Psalm 50 wants us to examine ourselves. It urges us to ask: Are we putting our faith in religious actions instead of in God? Are we abusing God’s forgiveness and grace, thinking we can fool Him, instead of truly repenting and obeying Him? Are we reading God’s Word but not bothering to follow what it says? Are we casting God’s Word behind us instead of applying it to our lives? Really, at the end of it all, isn’t this Psalm telling us to ask: Is my faith real?
The thing is, if we truly have faith and believe in our hearts, then we will be changed. When we are covered by the blood of Jesus, then our sins are not only forgiven, but we are also washed clean and declared righteous. We are made into a new creation. We are given the Holy Spirit, who no longer dwells in a temple, but in our hearts. We, more than any others in all of history, have no excuse when we willfully disobey God’s Word.
Let us follow God’s Word. As James 1:22 says, “Be doers of the word, and not hearers only. Otherwise, you are deceiving yourselves.”
God’s amazing grace given to us through the work that Jesus did on the cross is freely given to us. But grace that does not change us is not grace.
In Matthew 7:21, Jesus strongly warns us: “Not everyone who says to Me, ‘Lord, Lord,’ will enter the kingdom of heaven, but only he who does the will of My Father in heaven.” God’s grace empowers us to be obedient. We no longer are enslaved to sin. God’s grace sets us free from the power of sin and death.
Now if you’ve gotten this far in the sermon, you might be feeling a bit worried. Maybe you have realized that you’ve left some of God’s Word behind. I want to encourage you. That feeling is actually good. Grace doesn’t mean that true Christians never struggle with sin. It means that we don’t make peace with sin. It means that we don’t excuse sin away or refuse to repent. Grace means that we respond to the convictions of the Holy Spirit and we confess our sins and receive His forgiveness. It means we allow the Holy Spirit to change us and strengthen us so we can leave that sin behind and obey.
God’s grace is why Psalm 50 does not end in despair and rejection. God issues an invitation to us. He says in verses 22-23, “Now consider this, you who forget God, lest I tear you to pieces, with no one to rescue you: He who sacrifices a thank offering honors Me, and to him who rightly orders his way, I will show the salvation of God.”

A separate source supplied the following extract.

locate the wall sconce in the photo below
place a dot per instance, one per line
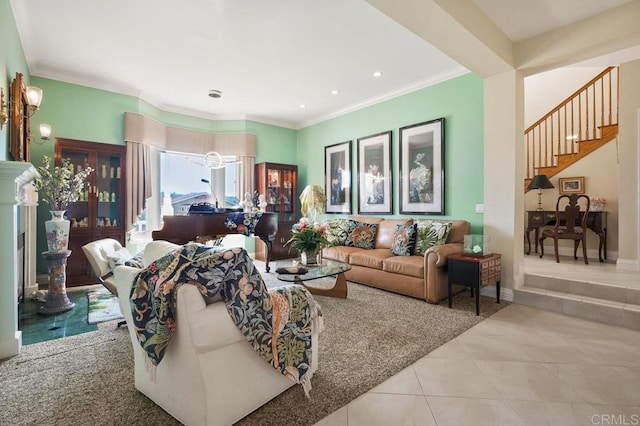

God warns us because He loves us. He wants to expose hypocrisy, not because He wants to destroy us, but because He wants to help us. He wants to call us away from the hypocrisy and back to Him. The cure for hypocrisy is not pretending harder or trying to look better, though. It is remembering who God is, repenting and correcting course where we have drifted, and offering Him hearts that are thankful and lives that are obedient to His Word.
So, the question before us is not, ‘Do I know God’s Word?’ but ‘Am I casting God’s Word behind me or am I obeying the words of the God I claim to know?’
Let us not cast God’s Word off, but let us hold fast to it, applying it to our lives, following its instructions, so we can be sure to rightly order our way, just as Psalm 50 tells us to do.
Pray: Heavenly Father, we thank You for Your great grace and mercy that forgives us when we fail to obey Your Word. Please help us to hold fast to Your Word and not to cast it behind us. Please help us by Your Holy Spirit to rightly order our way according to Your leading. Thank You for sending us Jesus to be our salvation. In His name we pray. Amen.